Assignment 4

Due Saturday 11:59 pm (Week 10)

In this assignment, you will be required to do research about Decision tree Regressor

and other common regressions such as Ridge Regression, Lasso Regression, and Logistic

Regression.

Like Assignment 3, you will need to do the research about these regression models, but

you don’t need to find their mathematical formulas. You are only required to know what

they are, how and when to use them.

1. Research (20 points)

You will need to find the answers for the following questions in order to help you

understand how these regressions work. Write your answers for each question in

your write-ups.

• What is Decision tree Regressor?

• What is the difference between Decision Tree Regressor and Decision Tree

Classifier.

• What is the feature importance in Decision Tree Regressor?

• What is Ridge Regression?

• What is Lasso Regression?

• What is Logistic Regression?

2. Use the Boston housing data again (Assignment 2). Since we have done EDA of this

dataset in assignment 2, it will save us a lot of time so that we can focus on applying

each regression that we discussed above. (50 points, each regression counts as 10

points.)

• For Linear Regression, Ridge Regression, Lass Regression, and Logistic

Regression, find the correlations for all the independent variables and

dependent variables. Select the feature variables that correlate to the price of

the house. (To use the logistics model, you may have to separate the price of the

house into low, medium, and high).

For Decision Tree Regressor, we will use all features to predict the price of the

Boston house price.

• Apply Linear Regression, Ridge Regression, Lass Regression, Logistic Regression,

and Decision Tree Regressor to the data. Your assignment should have at least 5

models.

• Comparing the MSE, RMSE, and its accuracies.

• Choose the model(s) that you think appropriate and predict the house price.

• Only for Decision Tree Regressor, do the tree visualization, and plot the feature

importance, find which feature has the highest importance, and which feature is

the second highest importance.

• Interpret the results.

General Requirements for all your assignments.

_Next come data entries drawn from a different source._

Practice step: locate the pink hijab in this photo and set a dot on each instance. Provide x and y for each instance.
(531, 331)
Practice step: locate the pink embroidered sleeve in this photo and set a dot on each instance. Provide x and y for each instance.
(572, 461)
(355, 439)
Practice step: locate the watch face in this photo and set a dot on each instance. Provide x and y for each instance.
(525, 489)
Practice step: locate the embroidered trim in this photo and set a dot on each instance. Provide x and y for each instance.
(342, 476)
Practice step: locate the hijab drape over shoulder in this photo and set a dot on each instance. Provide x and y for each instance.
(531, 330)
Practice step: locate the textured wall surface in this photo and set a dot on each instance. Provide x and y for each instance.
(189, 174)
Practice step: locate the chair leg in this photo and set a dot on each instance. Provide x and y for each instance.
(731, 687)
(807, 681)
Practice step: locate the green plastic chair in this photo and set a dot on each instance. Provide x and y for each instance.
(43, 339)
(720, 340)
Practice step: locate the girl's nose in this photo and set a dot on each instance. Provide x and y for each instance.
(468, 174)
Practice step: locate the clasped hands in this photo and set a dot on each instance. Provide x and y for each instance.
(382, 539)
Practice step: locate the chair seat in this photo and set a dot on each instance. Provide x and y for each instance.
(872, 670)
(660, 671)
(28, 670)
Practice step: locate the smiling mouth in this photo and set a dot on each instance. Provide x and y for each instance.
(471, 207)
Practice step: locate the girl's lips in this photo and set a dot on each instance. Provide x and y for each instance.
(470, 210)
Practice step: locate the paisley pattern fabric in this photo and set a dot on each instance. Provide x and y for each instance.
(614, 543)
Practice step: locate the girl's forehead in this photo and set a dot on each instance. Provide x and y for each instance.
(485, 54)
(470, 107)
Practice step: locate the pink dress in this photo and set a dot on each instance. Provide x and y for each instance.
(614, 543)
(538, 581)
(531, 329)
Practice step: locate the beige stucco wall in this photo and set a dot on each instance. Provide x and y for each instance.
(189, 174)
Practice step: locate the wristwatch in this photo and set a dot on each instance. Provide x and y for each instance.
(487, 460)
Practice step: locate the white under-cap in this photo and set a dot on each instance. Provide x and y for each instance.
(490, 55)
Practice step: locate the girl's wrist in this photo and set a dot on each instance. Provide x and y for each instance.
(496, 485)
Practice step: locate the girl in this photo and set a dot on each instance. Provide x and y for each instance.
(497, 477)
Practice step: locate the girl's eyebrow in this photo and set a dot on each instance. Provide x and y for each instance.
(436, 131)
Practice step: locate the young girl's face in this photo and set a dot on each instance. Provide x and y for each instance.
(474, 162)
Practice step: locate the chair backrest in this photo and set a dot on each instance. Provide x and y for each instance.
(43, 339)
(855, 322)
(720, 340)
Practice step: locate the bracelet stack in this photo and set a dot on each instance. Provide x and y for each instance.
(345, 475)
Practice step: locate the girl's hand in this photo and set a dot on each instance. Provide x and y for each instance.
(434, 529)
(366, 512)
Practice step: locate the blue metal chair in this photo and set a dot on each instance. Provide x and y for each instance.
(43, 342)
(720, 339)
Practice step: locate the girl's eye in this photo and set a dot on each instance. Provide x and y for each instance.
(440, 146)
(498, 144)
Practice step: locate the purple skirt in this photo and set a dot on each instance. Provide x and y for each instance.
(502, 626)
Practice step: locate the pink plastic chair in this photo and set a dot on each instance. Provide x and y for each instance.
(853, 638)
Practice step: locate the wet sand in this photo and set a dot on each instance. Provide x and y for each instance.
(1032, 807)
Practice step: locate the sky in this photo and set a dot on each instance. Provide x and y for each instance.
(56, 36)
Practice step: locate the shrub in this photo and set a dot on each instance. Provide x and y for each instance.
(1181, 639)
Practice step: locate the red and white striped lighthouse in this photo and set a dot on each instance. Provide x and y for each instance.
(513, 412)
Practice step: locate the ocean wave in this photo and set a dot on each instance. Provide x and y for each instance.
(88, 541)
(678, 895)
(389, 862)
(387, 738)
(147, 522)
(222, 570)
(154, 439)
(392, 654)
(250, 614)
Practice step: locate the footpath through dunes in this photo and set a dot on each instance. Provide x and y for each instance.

You will need to write up your findings, interpretations, and results (30 points) for this

assignment. Use the Machine Learning Workflow of Week 6 as a guideline for your

assignment. It will be a great idea to screenshot your codes, results, and graphs so that

you can explain your findings along with them. (It is also easier for me to follow you

when I read your paper). A pdf file is required. There is no page limit but try to be

straightforward with your answers.

The py file that you have used to finish your assignment. (It may be a duplicate or

somewhat duplicate of the screenshots that you have inserted in your paper but that is

okay. I would like to look over your codes.)